Its the mechanics of implementing this public/private scenario that has cropped up in my recent conversations.
When I dereference the URI of a resource I will typically get redirected to a document that describes that resource. This document might contain data like this (in Turtle):
ex:document foaf:primaryTopic ex:thing. ex:thing rdfs:label "Some Thing".
i.e. the document contains some data about the resource, and there’s a primary topic relationship between the document and the resource.
If we want to point to additional RDF documents that also describe this resource, or related data, then we can use an
ex:document foaf:primaryTopic ex:thing. ex:thing rdfs:label "Some Thing"; rdfs:seeAlso ex:otherDocument.
We can use the
rdfs:seeAlso relationship to point to additional documents either within a specific dataset or in other locations on the web. Those documents provide useful annotations about a resource.

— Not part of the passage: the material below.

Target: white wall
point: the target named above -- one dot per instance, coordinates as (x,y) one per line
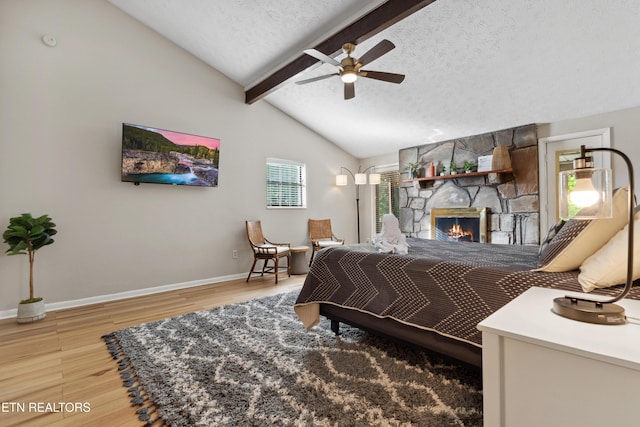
(61,111)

An “Enhanced Description” will contain additional value-added data about a resource. We could just refer to this document using an
rdfs:seeAlso link. But if we do that then a user agent can’t easily distinguish between an arbitrary
rdfs:seeAlso link and one that refers to some additional data. We could instead use an additional relationship, a specialisation of
rdfs:seeAlso, that can be used to disambiguate between the relationships. I’ve defined just such a predicate:
ex:document foaf:primaryTopic ex:thing. ex:thing rdfs:label "Some Thing"; rdfs:seeAlso ex:otherDocument; ov:enhancedDescription ex:premiumDocument.
By using a separate document to hold the value-added annotations we have the opportunity for user agents to identify those documents (via the predicate) and to also be challenged for credentials when they retrieve the URI (e.g. with an HTTP 401 response code).

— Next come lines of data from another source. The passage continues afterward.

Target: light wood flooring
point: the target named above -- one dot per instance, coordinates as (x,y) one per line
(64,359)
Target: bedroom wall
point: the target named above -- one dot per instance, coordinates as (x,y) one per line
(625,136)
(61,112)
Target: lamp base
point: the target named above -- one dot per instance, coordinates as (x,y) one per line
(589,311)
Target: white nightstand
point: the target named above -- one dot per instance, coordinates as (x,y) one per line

It also means data publishers can safely dip a toe in the open data waters, but leave richer descriptions protected but still discoverable behind an access control layer.

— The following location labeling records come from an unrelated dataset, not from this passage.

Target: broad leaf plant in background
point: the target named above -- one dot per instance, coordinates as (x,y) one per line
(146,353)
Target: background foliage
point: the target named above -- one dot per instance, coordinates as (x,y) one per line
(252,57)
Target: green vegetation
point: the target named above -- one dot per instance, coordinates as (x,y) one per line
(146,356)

Interestingly I discovered earlier today that OpenCalais returns a “402 Payment Required” status code for some documents.
To see this in practice visit their description of IBM and try accessing the last of the
owl:sameAs links. I’m guessing they’re using a similar technique to the one I’ve outlined here. But the key difference is that rather than use separate documents, they’ve decided to create new URIs for the access controlled version of the Linked Data. It would be nice if someone out there could confirm that.
Assuming I’ve interpreted what they’re doing correctly, I think this approach has some failings. Firstly it creates extra URIs that aren’t really needed. I’m not sure that we really need more URIs for things; a pattern in which publishers have 2 URIs (public & private) for each resource isn’t going to help matters
Secondly, just like using a generic “see also” relation, using
owl:sameAs means its impossible to detect which resource is the one providing access to premium data, and others that exist on the web, without doing some fragile URI matching.
Apologies for the OpenCalais team if I’ve misunderstood the mechanism they’re using. I’ll happily publish a correction, but regardless, I’m intrigued by the 402 status code! 🙂
In my view, the “Enhanced Description” approach is a simple to implement pattern. Its one that I’ve been recommending to people recently but I’ve not seen documented anywhere, so thought I’d write it up.
I’d be interested to hear from others that have either implemented the same mechanism, or like OpenCalais are using other schemes.